What made this dangerous was that traditional security tools had no visibility into it. The risk sat squarely at the intersection of human trust and digital identity, a space most security programs were not designed to defend.
Indonesia: Scale Made Brand Abuse a Business Model
Indonesia showed me what happens when scale meets weak visibility.
With its massive digital population, attackers exploited:
- Fake mobile apps using trusted brand names
- Clone domains targeting regional customers
- Long-running scam campaigns that reused infrastructure
In several cases, takedown efforts were slow, not because teams didn’t care, but because they discovered the abuse far too late.
By the time action was taken, the attackers had already moved, rebranded, and relaunched elsewhere.
Indonesia highlighted something important: Brand abuse in ASEAN is not opportunistic, it is industrialized.
Philippines: Trust Was Exploited Through Familiarity
In the Philippines, what stood out to me was how attackers weaponized familiar communication channels.
We encountered:
- SMS and messaging-based impersonation
- Social engineering campaigns tailored to local behavior
- Brand abuse that felt “normal” to recipients
Victims didn’t think they were being attacked.
They thought they were interacting with legitimate services.
The danger here wasn’t technology, it was perception. And perception is exactly what brand abuse manipulates best.
Vietnam: Digital Growth Outpaced Brand Defense
Vietnam’s rapid digital growth in 2025 came with an unintended consequence:
Brand exposure expanded faster than brand protection.
I observed:
- New digital services being impersonated almost immediately
- Fake pages and domains launched within days of public announcements
- Limited monitoring beyond core infrastructure
Vietnam reminded me that digital transformation without intelligence-led visibility creates silent risk, especially when brand assets are treated as secondary concerns.
Why 2025 Changed My View on Cyber Risk in ASEAN
Across all these countries, one pattern kept repeating:
- No malware required
- No system compromise needed
- No technical alert triggered
Yet real harm occurred—financial, reputational, and regulatory.
That was my biggest takeaway of 2025:
Cyber risk in ASEAN is no longer defined by system compromise alone.
It is defined by how easily trust can be abused.
Brand Is Now a Cyber Asset, Whether We Like It or Not
In 2025, I stopped asking: “Is this a cybersecurity issue?”

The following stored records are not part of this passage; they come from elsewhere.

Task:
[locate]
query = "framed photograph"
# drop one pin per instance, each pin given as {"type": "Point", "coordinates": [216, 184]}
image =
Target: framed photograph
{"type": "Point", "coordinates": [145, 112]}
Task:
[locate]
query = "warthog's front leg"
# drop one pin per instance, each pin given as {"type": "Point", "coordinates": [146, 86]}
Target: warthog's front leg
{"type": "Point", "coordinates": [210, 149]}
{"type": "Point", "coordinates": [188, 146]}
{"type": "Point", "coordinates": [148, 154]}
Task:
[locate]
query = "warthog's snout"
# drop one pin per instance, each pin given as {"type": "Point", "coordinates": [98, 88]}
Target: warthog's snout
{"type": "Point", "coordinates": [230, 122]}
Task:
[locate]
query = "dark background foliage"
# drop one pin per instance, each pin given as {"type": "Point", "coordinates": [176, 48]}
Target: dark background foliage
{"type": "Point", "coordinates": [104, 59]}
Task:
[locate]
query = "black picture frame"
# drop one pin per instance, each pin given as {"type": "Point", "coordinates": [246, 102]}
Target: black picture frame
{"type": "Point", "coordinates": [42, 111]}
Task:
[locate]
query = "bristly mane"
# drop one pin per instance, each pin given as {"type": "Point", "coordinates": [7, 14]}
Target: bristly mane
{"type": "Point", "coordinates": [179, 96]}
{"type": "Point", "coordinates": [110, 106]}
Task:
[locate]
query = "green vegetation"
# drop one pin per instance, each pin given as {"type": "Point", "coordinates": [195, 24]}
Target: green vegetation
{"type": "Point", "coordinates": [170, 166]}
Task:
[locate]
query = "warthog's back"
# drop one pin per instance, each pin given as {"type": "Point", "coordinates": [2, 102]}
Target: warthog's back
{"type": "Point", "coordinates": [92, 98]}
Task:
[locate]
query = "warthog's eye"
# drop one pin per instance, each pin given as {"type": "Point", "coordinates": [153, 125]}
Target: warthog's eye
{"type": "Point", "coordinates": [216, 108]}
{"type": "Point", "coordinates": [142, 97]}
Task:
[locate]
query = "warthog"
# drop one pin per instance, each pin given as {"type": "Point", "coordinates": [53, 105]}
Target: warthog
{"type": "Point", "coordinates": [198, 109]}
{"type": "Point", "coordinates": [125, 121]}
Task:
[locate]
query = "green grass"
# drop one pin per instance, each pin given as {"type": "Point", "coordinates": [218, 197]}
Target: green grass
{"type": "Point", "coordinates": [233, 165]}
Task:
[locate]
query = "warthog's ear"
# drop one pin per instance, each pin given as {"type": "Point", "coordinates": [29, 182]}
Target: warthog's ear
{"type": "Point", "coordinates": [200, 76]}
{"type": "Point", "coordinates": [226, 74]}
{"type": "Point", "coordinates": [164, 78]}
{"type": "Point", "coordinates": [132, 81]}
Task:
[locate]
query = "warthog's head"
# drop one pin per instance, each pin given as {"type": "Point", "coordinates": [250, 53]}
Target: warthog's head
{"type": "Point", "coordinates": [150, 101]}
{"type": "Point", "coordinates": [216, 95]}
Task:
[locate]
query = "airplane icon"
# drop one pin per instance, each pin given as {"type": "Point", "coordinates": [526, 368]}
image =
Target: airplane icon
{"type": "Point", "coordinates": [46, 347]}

And started asking: “Does this harm trust, safety, or public confidence?”
Because once customers, citizens, or partners lose trust, recovery becomes exponentially harder than restoring a system from backup.
Brands, executives, and digital identities now require the same discipline we apply to networks and endpoints:
- Continuous monitoring
- Early intelligence
- Rapid disruption
- Clear ownership
Looking Into 2026: Trust Will Be the New Perimeter
As ASEAN continues to digitize, attackers will not slow down. They will go where defense is weakest, and in many organizations, that is still outside the firewall.
In 2026, the question will no longer be: “Are we secure?”
It will be: “Do we know how our brand, identity, and trust are being abused—right now?”
Those who answer that question honestly and act on it will be ahead.
Those who don’t will keep defending systems while attackers exploit perception.
Personal Closing
2025 changed how I see cybersecurity in ASEAN.
Not as a technology problem, but as a trust problem.
And trust, once lost, is the hardest asset to recover.
(This article reflects the author’s analysis and personal viewpoints and is intended for informational purposes only. It should not be construed as legal or regulatory advice.)